# Horizontal band saws, do you use coolant or run dry?



## John Conroy (May 17, 2020)

I bought my 7 X 12 band saw a couple of years ago as a step up in size from a 4 X 6. The old saw had no provision for coolant and I ran it dry for years. When I got the larger saw, which is set up for coolant, I decided to run it dry also to reduce the mess. Recently I used a friends saw at his shop. It's pretty much the same saw as mine but he uses coolant. The difference was amazing, it was so much faster çutting and much more quiet. So I ordered some Sawzit 2000 coolant (that's what my buddy uses) with my last KBC order to try it on my saw. I had no idea what ratio of water to mix with it. The product says it will work from 5-1 to 30-1 so I started at 5-1. I've been using it with a small trickle of coolant for a couple of weeks now. I have not changed blades but it is cutting  much faster and is very quiet now compared to when it ran dry. I'm sure blade life will be extended as well. 
I'm curious as to what other's are using and what mixing ratios. I haven't had a problem with spillage as the drip tray on the saw seems to work well. I'd  like to hear your thoughts on this subject.

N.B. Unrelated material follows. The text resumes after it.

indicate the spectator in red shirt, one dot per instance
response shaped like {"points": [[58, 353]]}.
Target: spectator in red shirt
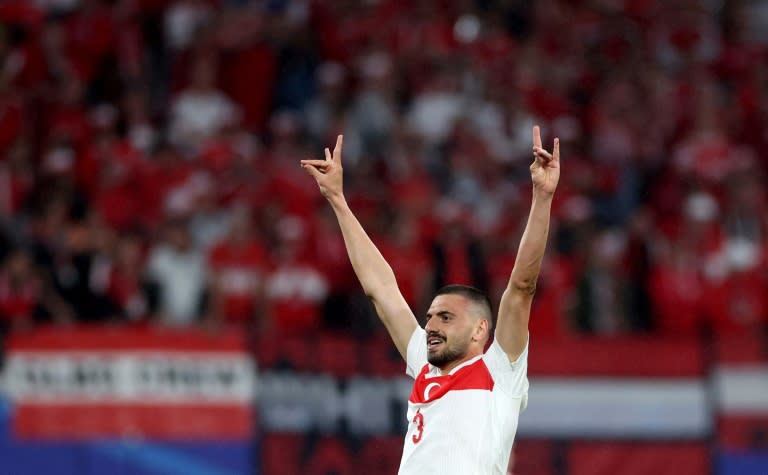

https://www.kbctools.ca/itemdetail/1-123-205


----------



## DPittman (May 17, 2020)

I've got a 7x12 saw also and when I got the saw I had read what other were doing about coolant.   I read many times (on various forums) about guys insisting that they ran their saws dry and had for years and got excellent blade life. 
I have always used collant with mine and although I believe those fellows that claim excellent life with their dry running blade, I can not see how using coolant can't be better and certainly not an ounce worse.
However....
I do have coolant splash and drip on my floor but in my shop thats manageable and OK.  I've also had the coolant tank get disgusting stinking slime globs and the dead moths and flies that collect in it just make it that much worse. I've used a pinch of bleach in the mixture and I think that helped but probably is not recommended.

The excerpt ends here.